A deserted street. Nightfall. Suddenly figures rush in from all sides, each with a bundle of newspapers, breathless, corybants and maenads; they tear madly up and down the street, yelling as if to announce a murder. Their cries are unintelligible. Some seem to groan as they announce their news. It sounds as if the woes of all mankind were being drawn up from a deep well.

Ex-tra-aa edi-shun—!—stradishun—!—xtradishun—! Both muniqués—! Cmuniqués—! Stradishun—! Extraa—!—dishun—! shun — Late Night Ex-tra-aa—!

(They disappear. The street is deserted.)

(Change of scene)

Scene 54

Grumbler at his desk.

He is reading.

Wishing to determine the exact time a tree growing in a forest requires to become transformed into a newspaper, the proprietor of a paper mill in the Harz Mountains conducted an interesting experiment. At 7.35 am he had three trees felled in the nearby forest, and after the bark was removed, had them transported to his pulp mill. The conversion of the three trunks into pulp was so swift that the first roll of newsprint emerged from the machine by 9.39 am. This was promptly delivered by motor car to the printers of a daily paper four kilometres away, and by 11 o’clock the newspaper was for sale on the street. Accordingly, it took no more than 3 hours 25 minutes for the public to be reading the latest news on material produced from trees on whose branches, that very morning, the birds had still been chirping.

(From outside, the very distant cry: “—Ex — traaa!”)

So, it’s five minutes before midnight. The answer has come. The echo of my bloodstained insanity, and this is the only sound I hear reverberating from the ruins of creation, the sound from which ten million dying men accuse me of still being alive, of having had eyes to see and a vision so precise that this world became what I saw. If such carnage was heaven’s idea of justice, it was surely unjust not to have destroyed me first! Did I deserve to see my fear of a living death fulfilled? What is it that haunts my nights? Why was I chosen only to vindicate the prophetic railing of Thersites, not to forestall the heroic posturing of Achilles? Why was I not granted the physical strength to free this planet from its sinfulness with a single blow of the axe? Why was I not granted the intellectual power to compel suffering humanity to cry for help? Why is my cry of protest not stronger than the hollow words of command that held dominion over the souls of the whole created world?

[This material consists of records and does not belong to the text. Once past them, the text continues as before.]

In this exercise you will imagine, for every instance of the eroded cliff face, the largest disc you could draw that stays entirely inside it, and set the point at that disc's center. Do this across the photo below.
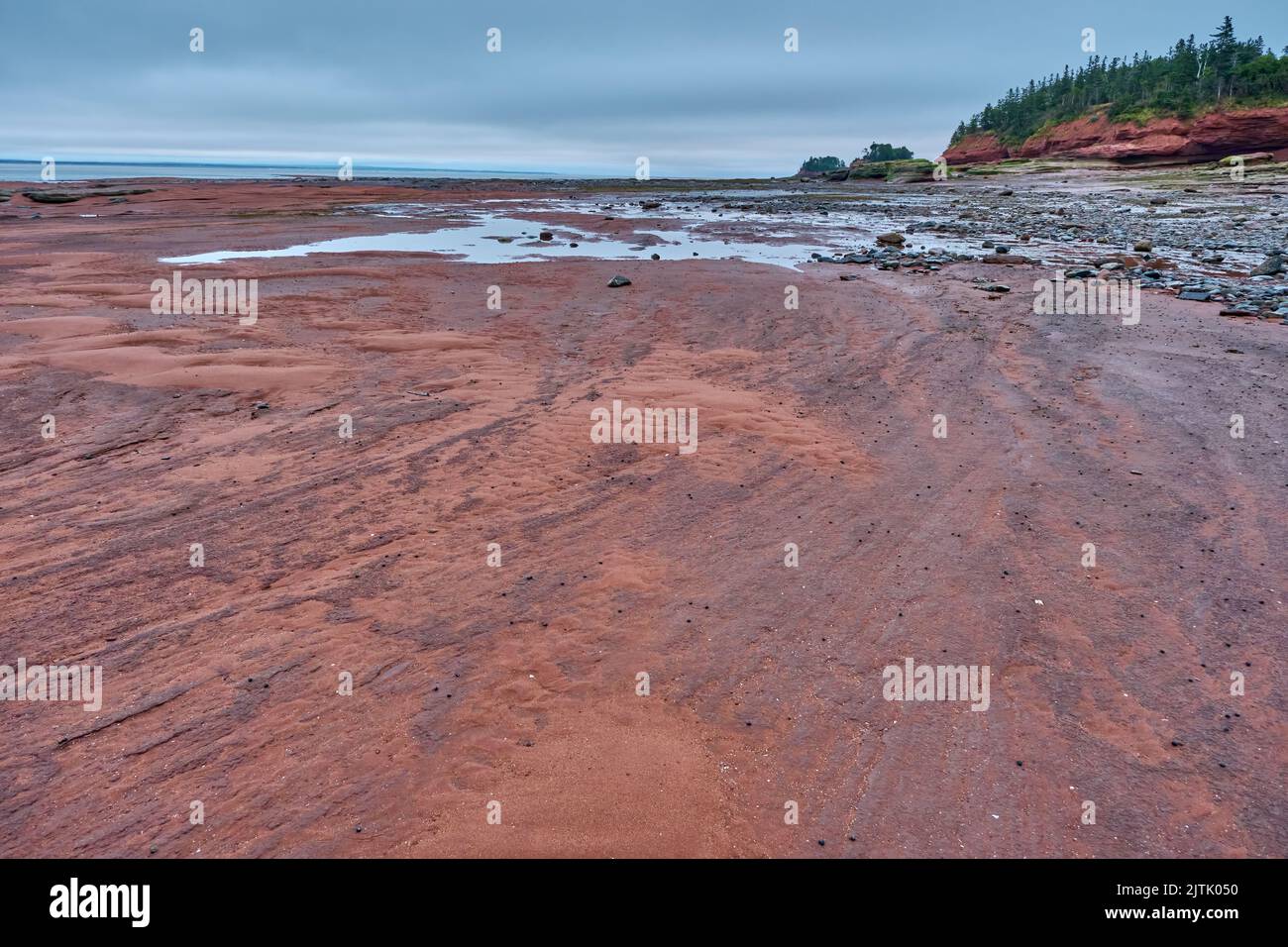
(1206, 137)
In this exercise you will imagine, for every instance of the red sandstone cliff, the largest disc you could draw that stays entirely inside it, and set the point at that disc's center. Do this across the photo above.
(1206, 137)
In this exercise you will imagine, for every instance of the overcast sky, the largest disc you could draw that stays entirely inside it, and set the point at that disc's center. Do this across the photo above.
(699, 88)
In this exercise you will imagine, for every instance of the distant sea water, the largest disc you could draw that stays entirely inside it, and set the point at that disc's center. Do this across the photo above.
(69, 171)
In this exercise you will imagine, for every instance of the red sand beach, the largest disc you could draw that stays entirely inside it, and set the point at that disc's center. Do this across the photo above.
(518, 684)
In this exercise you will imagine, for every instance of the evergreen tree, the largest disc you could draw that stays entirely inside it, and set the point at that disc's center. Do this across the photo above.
(1224, 71)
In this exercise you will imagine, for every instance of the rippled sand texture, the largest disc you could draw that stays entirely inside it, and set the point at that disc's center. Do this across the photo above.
(518, 684)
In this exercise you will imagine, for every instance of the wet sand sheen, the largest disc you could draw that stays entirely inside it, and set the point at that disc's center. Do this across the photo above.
(519, 684)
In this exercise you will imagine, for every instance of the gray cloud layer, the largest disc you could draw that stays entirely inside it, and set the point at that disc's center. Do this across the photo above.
(698, 88)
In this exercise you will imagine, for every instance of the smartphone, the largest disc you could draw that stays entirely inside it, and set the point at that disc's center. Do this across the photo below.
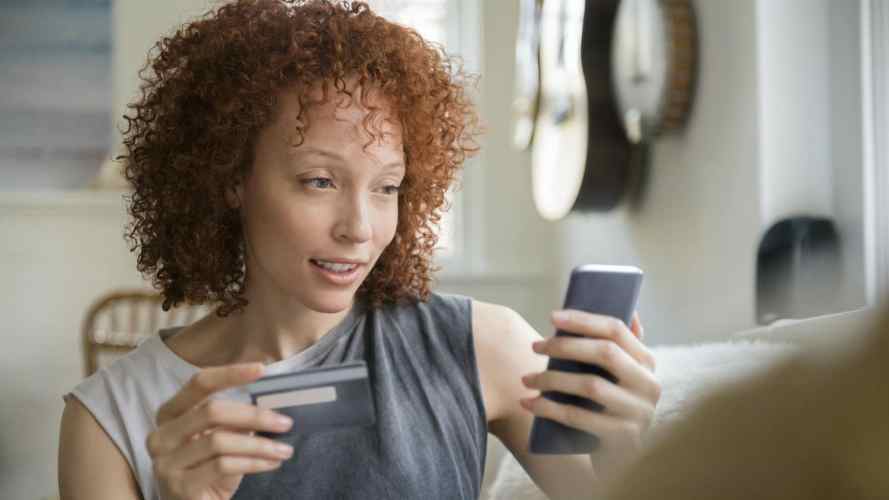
(607, 290)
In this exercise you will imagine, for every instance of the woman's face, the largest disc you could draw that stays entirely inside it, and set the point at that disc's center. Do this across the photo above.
(317, 216)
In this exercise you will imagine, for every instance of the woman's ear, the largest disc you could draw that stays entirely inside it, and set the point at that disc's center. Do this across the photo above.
(234, 194)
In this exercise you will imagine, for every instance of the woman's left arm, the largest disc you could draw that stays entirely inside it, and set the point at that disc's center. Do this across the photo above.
(512, 362)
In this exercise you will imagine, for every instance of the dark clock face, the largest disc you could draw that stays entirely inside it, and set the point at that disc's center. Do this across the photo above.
(639, 58)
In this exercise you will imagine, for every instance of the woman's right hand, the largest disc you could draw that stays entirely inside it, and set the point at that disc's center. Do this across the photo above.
(202, 448)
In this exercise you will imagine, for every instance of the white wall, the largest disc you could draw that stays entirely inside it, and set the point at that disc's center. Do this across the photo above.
(62, 250)
(59, 252)
(695, 230)
(775, 131)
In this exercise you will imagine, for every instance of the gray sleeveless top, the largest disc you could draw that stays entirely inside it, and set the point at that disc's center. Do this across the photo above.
(430, 435)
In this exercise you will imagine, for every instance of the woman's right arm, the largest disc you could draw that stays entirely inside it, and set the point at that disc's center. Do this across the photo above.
(90, 464)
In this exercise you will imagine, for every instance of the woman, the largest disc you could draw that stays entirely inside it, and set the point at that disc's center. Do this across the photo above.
(289, 162)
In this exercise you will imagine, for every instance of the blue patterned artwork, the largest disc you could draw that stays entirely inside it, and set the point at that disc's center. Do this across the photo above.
(55, 92)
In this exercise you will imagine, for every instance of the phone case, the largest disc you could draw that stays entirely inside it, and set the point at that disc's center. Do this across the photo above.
(318, 399)
(607, 290)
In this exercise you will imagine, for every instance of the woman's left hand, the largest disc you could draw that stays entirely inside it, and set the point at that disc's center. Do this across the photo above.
(629, 404)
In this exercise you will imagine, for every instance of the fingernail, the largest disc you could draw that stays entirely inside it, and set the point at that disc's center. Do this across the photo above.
(283, 422)
(283, 450)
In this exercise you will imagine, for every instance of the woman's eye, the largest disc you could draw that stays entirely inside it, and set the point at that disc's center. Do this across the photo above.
(319, 182)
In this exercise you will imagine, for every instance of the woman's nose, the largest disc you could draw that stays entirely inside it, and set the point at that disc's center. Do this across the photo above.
(355, 222)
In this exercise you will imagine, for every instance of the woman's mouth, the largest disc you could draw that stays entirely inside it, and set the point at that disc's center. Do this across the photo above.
(338, 274)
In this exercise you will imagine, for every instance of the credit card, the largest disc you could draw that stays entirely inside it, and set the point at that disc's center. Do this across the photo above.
(318, 399)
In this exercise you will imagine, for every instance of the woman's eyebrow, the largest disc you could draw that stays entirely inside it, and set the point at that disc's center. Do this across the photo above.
(311, 150)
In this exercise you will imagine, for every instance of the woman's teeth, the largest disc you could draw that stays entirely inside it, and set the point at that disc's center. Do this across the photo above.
(337, 268)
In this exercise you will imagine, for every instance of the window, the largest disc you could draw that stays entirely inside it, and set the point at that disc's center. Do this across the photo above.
(453, 24)
(51, 51)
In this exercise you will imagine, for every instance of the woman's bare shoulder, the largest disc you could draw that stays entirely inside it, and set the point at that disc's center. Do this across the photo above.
(84, 448)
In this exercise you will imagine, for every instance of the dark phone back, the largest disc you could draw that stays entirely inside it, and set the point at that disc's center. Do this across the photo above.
(607, 290)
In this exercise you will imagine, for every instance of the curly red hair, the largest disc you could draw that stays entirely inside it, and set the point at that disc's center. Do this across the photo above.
(214, 84)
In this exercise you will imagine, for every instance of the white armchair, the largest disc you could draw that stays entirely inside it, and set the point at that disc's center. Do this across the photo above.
(689, 372)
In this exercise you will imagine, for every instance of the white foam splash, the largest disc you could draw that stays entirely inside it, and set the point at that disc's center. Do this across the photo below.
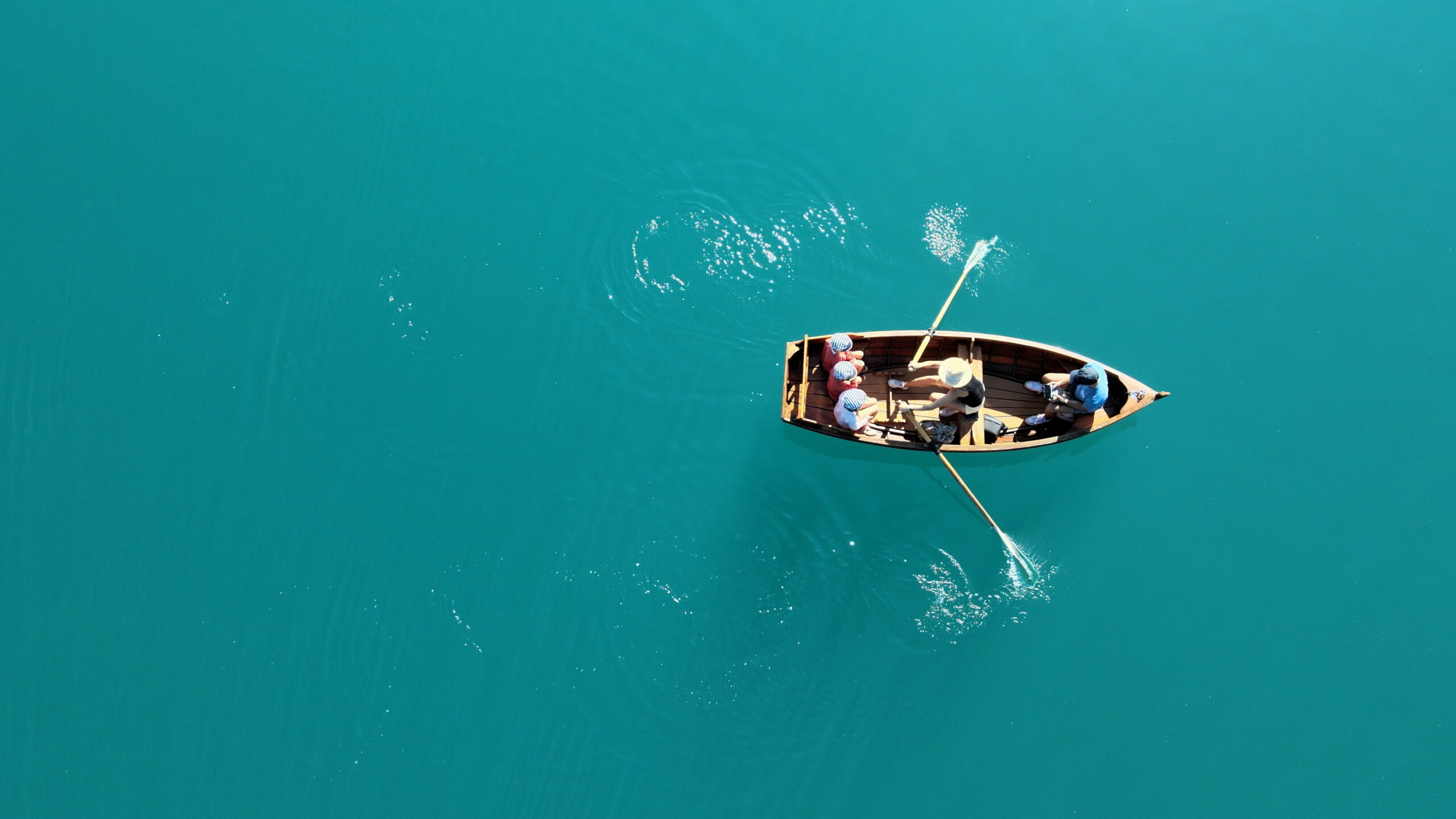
(730, 248)
(956, 608)
(942, 232)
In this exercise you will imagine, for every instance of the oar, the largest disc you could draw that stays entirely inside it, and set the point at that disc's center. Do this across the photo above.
(978, 254)
(1011, 545)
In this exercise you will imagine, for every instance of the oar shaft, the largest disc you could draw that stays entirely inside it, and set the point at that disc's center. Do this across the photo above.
(957, 475)
(978, 254)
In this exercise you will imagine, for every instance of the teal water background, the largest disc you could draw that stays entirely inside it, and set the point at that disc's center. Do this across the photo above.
(391, 429)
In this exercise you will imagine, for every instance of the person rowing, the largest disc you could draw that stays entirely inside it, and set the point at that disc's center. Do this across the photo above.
(841, 349)
(966, 394)
(1070, 394)
(843, 377)
(855, 410)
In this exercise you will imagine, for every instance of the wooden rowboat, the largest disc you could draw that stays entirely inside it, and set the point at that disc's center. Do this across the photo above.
(1002, 365)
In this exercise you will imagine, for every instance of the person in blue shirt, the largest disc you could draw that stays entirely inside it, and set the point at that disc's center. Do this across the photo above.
(1069, 394)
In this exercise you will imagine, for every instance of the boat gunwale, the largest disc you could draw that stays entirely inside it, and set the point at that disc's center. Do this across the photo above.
(787, 411)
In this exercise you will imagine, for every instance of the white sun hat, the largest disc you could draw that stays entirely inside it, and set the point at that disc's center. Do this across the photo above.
(956, 372)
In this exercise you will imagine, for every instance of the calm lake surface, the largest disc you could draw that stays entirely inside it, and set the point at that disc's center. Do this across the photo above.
(391, 410)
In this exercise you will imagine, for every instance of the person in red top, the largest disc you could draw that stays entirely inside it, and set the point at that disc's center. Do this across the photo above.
(838, 349)
(843, 377)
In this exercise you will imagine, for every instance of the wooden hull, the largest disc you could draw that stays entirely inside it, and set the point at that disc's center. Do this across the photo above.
(1002, 363)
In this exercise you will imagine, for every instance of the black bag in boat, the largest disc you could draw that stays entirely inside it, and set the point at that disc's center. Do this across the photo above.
(994, 428)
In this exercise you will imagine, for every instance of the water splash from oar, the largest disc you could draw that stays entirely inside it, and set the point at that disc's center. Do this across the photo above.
(1028, 569)
(979, 253)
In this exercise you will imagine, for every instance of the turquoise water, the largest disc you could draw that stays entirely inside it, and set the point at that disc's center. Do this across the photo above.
(391, 429)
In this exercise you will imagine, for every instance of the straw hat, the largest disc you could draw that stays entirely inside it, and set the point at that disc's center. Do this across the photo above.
(956, 372)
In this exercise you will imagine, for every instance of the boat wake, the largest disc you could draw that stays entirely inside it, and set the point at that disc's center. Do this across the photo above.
(942, 232)
(957, 608)
(723, 247)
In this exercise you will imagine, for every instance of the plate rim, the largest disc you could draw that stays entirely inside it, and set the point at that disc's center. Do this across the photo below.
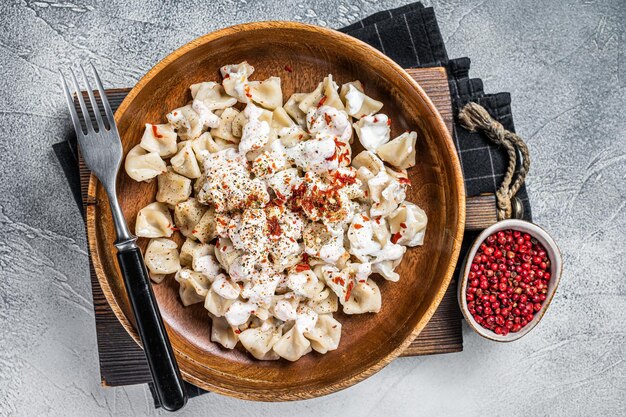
(349, 380)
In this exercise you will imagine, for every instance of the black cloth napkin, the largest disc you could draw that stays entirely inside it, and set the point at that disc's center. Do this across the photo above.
(410, 36)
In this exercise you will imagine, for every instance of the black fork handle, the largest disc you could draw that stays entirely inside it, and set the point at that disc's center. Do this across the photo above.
(168, 383)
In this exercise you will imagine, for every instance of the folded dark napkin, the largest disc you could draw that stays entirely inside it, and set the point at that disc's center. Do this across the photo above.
(410, 36)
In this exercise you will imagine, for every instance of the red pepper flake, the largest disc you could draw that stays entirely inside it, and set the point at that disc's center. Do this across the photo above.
(155, 132)
(273, 226)
(333, 156)
(343, 179)
(349, 290)
(338, 280)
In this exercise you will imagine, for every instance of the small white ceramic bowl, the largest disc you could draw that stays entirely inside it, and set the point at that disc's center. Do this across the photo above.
(556, 262)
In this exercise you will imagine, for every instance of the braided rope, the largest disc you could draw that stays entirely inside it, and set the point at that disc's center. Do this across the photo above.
(475, 118)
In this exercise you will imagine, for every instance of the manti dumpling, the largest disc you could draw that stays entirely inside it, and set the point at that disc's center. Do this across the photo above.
(235, 80)
(260, 340)
(162, 256)
(187, 215)
(267, 93)
(203, 260)
(292, 345)
(209, 96)
(186, 121)
(160, 139)
(205, 230)
(292, 107)
(194, 286)
(357, 103)
(186, 252)
(386, 193)
(399, 152)
(224, 130)
(142, 165)
(222, 333)
(173, 188)
(364, 298)
(325, 94)
(373, 131)
(216, 305)
(325, 335)
(408, 224)
(153, 221)
(185, 162)
(205, 144)
(324, 302)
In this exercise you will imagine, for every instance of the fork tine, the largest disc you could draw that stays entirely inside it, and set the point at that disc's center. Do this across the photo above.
(103, 97)
(70, 103)
(81, 101)
(94, 104)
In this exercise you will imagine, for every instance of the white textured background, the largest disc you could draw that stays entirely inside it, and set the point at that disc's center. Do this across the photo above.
(564, 63)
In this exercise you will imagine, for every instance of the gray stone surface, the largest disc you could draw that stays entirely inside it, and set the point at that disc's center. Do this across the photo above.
(563, 62)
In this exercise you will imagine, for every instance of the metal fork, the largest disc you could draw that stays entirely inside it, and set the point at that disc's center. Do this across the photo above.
(102, 152)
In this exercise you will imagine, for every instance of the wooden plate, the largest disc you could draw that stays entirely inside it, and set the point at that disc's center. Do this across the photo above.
(368, 341)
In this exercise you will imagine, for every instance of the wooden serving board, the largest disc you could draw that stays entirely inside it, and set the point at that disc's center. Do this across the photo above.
(122, 361)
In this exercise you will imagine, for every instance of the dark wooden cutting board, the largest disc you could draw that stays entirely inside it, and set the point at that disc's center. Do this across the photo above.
(122, 361)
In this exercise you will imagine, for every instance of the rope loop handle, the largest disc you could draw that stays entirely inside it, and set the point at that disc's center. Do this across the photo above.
(475, 118)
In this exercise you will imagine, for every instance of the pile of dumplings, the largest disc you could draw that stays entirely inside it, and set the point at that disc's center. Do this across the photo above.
(283, 225)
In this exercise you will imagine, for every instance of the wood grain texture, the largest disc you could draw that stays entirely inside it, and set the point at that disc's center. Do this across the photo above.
(481, 212)
(368, 342)
(122, 361)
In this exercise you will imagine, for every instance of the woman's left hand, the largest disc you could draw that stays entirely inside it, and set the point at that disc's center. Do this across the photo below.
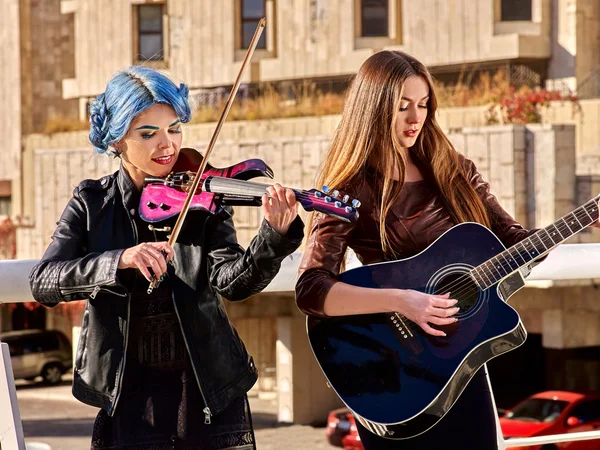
(279, 207)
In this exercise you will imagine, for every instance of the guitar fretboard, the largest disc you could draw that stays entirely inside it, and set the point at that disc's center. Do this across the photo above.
(536, 245)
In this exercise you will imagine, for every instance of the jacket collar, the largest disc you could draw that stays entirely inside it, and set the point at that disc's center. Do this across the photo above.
(129, 192)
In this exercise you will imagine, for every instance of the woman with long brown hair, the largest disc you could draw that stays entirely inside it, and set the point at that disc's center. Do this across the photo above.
(390, 153)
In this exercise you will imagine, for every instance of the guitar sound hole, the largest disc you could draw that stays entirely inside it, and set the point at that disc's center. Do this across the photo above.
(461, 288)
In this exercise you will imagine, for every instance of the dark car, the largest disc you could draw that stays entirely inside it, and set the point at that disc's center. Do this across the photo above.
(46, 353)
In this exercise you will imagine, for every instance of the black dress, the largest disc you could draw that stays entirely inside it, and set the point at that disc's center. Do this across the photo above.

I have preserved documents for an epoch that will no longer comprehend them or will say that I forged them, so remote will they be from today. But that day will never come for there will be no survivors. I have written a tragedy whose doomed hero is mankind; whose tragic conflict, that of the world with nature, ends in extinction. Because this drama has no hero other than mankind, it will sadly have no audience. But what caused the death of my tragic hero? Was the world order stronger than the hero’s personality? No, the laws of nature were stronger than the world order. We are torn apart by a fundamental falsehood: the hollowness displacing traditional humanity has been projected into anachronistic life-forms. The merchant masquerading as hero, compelled to fight heroically so as to succeed commercially! He is destroyed by a toxic mix of compulsion and euphoria. Who are the guilty men? There are none, otherwise there would be retribution, otherwise mankind, my hero, would have resisted the curse of being enslaved by the means at his disposal and martyred by what he took to be necessity. For if the means of subsistence erode the purpose of existence, they enslave us to the instruments of death and even poison the survivors.